We want to sample the data array using the `data[start:stop:step]` slice paradigm. This means we are taking elements of the array `data` starting at `start`, ending at `stop` with step `step`. This is why previously `data[::DS]` down sampled at a rate of DS. For example, 

    lst = list(range(165)); lst[6::10]
    
returns

    [6, 16, 26, 36, 46, 56, 66, 76, 86, 96, 106, 116, 126, 136, 146, 156]

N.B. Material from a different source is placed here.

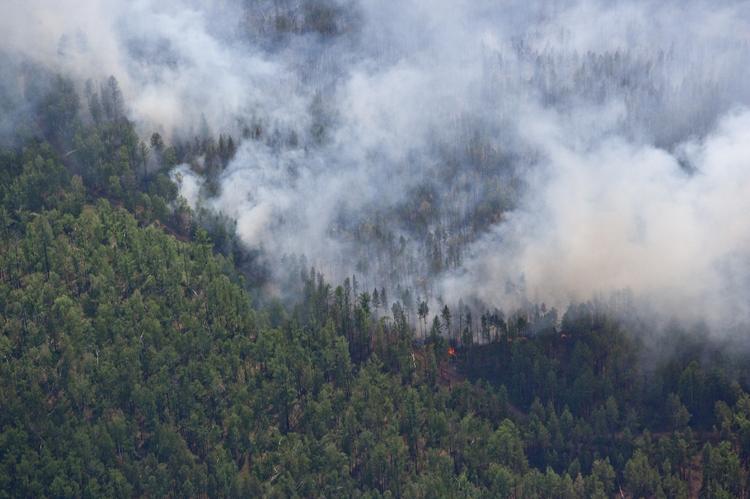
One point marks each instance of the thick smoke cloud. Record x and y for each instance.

We need to create two new arrays, one of shape $[561\times DS, 36608/DS]$ containing the down sampled data, and one of shape $[561\times DS]$ containing the labels. The for each of the $N_{train}$ images in the training array, we need to create $DS$ new down sampled images, with the downsample starting from $i$:

`Xds_train[n+i, :] = X_train[i::DS]`

This will split our images into DS down sampled images. We then need to be sure to save out the appropriate label:

In [39]:
DS = 8             # Downsample rate, must be a multiple of 36608

N_train = y_train.shape[0]  # The length of the training data
y_train = np.array(y_train)

if 36608/DS % 1 > 0:
    print("Downsample rate is not a multiple of 36608")
    DS = 1
    im_size = 36608
else:
    im_size = int(36608/DS)

Xds_train = np.zeros([N_train*DS, im_size])
yds_train = np.zeros([N_train*DS])
   
for n in range(N_train):
    for i in range(DS):
        Xds_train[n*DS+i,:] = X_train[n,i::DS]
        yds_train[n*DS+i] = y_train[n]

In [44]:
from sklearn.discriminant_analysis import LinearDiscriminantAnalysis

qda = LinearDiscriminantAnalysis(store_covariance=True)
qda.fit(Xds_train, (2*yds_train).astype("int"))
print("Score: %.3f"%qda.score(Xds_train,(2*yds_train).astype("int")))



Score: 1.000


In [42]:
(2*yds_train).astype("int")

array([0, 0, 0, ..., 2, 2, 2])

### Question 1:

Based on the code above, downsample the test data in the same way. 

### Question 2:

Perform LDA, QDA, Logistic Regression and Categorical Linear Regression on the down sampled Oasis 1 dataset. How do these compare to linear regression?